There is currently no treatment that reverses or even stops neurodegeneration. All types of therapy practiced today are purely palliative in nature and are aimed at mitigating the most maladaptive symptoms that reduce the quality of life and dominate in a specific clinical picture. As a rule, medications are prescribed to improve neurotrophism (nutrition of nerve tissue), vitamin complexes, massage, and physical therapy to correct and/or compensate for movement disorders.

Description

Synonyms (rus): Machado-Joseph disease
Synonyms (eng): Spinocerebellar ataxia type 3, SCA3

Biomaterial: Venous blood

Indicator(s): Expansion in the ATXN3 gene

Method(s): Polymerase chain reaction (PCR)

Container type and preanalytical features: Hematology tube with EDTA, 2 ml (purple cap)

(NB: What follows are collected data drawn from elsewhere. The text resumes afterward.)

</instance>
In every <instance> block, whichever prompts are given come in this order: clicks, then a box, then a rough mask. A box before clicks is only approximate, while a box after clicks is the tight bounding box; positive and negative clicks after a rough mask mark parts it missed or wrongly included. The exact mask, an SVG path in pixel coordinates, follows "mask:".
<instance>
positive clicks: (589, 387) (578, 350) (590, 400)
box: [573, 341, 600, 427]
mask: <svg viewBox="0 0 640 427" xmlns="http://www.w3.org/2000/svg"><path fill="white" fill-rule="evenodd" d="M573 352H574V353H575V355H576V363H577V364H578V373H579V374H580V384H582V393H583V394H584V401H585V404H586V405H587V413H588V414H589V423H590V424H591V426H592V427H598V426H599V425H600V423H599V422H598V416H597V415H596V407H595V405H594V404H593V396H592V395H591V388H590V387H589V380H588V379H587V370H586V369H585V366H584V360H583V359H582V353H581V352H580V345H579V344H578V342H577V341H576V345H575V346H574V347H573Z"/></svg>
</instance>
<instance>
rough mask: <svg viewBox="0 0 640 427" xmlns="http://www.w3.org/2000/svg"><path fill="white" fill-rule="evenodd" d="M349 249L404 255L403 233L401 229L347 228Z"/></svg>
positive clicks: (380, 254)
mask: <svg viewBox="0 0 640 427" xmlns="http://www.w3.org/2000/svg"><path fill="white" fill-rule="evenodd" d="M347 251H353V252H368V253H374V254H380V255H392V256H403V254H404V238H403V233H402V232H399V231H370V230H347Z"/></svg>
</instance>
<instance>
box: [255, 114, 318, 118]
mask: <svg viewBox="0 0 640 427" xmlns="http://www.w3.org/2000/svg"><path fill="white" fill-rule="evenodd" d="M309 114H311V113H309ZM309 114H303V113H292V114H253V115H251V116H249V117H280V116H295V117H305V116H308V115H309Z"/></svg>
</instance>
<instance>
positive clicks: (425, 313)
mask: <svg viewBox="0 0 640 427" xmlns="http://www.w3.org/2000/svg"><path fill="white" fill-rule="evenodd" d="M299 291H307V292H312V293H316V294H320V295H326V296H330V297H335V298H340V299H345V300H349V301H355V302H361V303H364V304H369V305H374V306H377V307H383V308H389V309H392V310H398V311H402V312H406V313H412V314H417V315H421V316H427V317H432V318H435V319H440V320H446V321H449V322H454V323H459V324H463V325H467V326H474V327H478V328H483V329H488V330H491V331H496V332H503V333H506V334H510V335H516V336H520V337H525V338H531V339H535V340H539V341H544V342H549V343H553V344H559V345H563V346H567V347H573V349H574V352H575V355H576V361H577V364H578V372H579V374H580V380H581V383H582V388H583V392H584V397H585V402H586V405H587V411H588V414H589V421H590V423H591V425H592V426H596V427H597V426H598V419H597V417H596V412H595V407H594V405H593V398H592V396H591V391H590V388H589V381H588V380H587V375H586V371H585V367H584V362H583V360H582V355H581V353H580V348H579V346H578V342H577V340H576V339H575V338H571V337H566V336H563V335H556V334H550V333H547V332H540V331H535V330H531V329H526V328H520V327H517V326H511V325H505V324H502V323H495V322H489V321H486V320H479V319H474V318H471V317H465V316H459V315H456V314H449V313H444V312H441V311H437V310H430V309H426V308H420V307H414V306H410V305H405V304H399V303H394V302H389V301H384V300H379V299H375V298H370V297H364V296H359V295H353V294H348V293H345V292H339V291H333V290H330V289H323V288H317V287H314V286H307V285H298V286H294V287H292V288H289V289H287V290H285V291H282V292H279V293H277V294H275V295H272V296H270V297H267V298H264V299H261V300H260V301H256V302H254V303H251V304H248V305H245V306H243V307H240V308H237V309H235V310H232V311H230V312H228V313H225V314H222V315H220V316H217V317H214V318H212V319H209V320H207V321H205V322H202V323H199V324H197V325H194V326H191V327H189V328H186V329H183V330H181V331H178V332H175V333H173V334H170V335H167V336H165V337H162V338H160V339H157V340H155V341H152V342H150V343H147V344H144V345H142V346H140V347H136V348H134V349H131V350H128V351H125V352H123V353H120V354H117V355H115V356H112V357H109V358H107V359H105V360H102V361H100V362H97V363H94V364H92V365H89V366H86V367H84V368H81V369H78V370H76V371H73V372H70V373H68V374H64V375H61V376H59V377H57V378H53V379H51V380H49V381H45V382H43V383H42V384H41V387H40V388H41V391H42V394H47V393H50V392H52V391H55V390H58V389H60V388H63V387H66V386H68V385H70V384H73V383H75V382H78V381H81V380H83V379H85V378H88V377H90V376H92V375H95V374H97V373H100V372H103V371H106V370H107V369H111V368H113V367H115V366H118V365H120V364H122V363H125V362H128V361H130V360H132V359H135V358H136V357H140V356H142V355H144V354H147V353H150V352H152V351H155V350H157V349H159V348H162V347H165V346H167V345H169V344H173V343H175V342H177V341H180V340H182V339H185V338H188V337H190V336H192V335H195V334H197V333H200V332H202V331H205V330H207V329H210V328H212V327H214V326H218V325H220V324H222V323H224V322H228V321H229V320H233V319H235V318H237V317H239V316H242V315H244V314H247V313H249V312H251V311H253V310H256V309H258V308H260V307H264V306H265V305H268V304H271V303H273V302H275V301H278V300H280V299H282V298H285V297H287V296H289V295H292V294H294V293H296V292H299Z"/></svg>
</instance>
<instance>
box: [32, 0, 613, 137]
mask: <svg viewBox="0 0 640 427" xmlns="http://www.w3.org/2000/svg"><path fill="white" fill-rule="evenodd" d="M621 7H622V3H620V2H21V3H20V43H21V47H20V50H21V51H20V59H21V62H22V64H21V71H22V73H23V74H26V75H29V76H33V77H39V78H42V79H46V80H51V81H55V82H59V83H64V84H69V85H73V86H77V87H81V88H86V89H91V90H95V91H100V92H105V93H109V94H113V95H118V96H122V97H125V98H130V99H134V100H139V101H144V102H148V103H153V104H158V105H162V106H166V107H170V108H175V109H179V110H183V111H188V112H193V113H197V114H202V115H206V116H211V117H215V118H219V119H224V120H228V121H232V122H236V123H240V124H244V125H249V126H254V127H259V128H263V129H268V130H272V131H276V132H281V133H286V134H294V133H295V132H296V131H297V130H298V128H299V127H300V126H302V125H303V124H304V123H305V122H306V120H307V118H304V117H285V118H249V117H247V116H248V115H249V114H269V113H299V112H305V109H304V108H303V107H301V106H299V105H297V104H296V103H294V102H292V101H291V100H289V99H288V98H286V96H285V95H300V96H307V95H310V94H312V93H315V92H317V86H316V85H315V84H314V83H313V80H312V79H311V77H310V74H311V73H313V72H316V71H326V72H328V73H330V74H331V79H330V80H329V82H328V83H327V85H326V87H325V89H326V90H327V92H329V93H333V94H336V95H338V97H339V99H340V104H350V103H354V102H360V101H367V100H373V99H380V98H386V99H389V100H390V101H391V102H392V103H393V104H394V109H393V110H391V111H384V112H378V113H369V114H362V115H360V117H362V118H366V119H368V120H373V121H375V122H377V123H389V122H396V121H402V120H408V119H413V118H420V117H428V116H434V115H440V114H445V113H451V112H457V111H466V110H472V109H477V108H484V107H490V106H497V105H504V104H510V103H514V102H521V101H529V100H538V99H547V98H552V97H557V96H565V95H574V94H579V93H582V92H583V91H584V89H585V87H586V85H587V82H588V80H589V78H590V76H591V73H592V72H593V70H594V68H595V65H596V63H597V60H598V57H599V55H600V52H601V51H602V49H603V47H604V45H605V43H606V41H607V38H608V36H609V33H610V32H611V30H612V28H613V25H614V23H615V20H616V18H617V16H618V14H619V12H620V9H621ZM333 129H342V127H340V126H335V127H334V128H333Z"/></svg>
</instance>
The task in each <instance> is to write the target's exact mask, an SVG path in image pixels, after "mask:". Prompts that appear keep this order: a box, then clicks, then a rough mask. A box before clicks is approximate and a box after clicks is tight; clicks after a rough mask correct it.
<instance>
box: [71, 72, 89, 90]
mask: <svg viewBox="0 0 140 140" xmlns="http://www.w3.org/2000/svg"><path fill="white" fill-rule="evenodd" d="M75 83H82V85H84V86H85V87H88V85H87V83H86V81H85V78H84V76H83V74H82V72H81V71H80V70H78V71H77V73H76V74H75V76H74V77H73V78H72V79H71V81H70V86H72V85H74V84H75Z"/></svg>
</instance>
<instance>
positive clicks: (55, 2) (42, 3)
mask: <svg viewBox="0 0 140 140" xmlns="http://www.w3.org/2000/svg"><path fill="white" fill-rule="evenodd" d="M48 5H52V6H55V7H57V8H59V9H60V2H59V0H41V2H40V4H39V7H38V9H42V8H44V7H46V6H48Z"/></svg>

Spinocerebellar ataxia type 3 (SCA 3) is a neurodegenerative progressive genetic disease. The pathogenesis is based on the expansion of CAG trinucleotide repeats of the unstable region of the ATXN3 gene. If the number of CAG triplet repeats is less than 60, the disease is excluded. The disease is inherited in an autosomal dominant manner, the phenomenon of anticipation is characteristic, the number of repetitions is inversely correlated with the time of manifestation of the disease and directly proportional to the severity of its course. The disease is very heterogeneous and can manifest itself in 5 variants: type 1 – rigidity, spasticity, bradykinesia without ataxia; Type 2 – ataxia, damage to upper motor neurons; Type 3 – ataxia, polyneuropathy; Type 4 – L-DOPA dependent parkinsonism; Type 5 – spastic paraplegia. The study is recommended for patients with damage to upper motor neurons, ataxia, and polyneuropathy.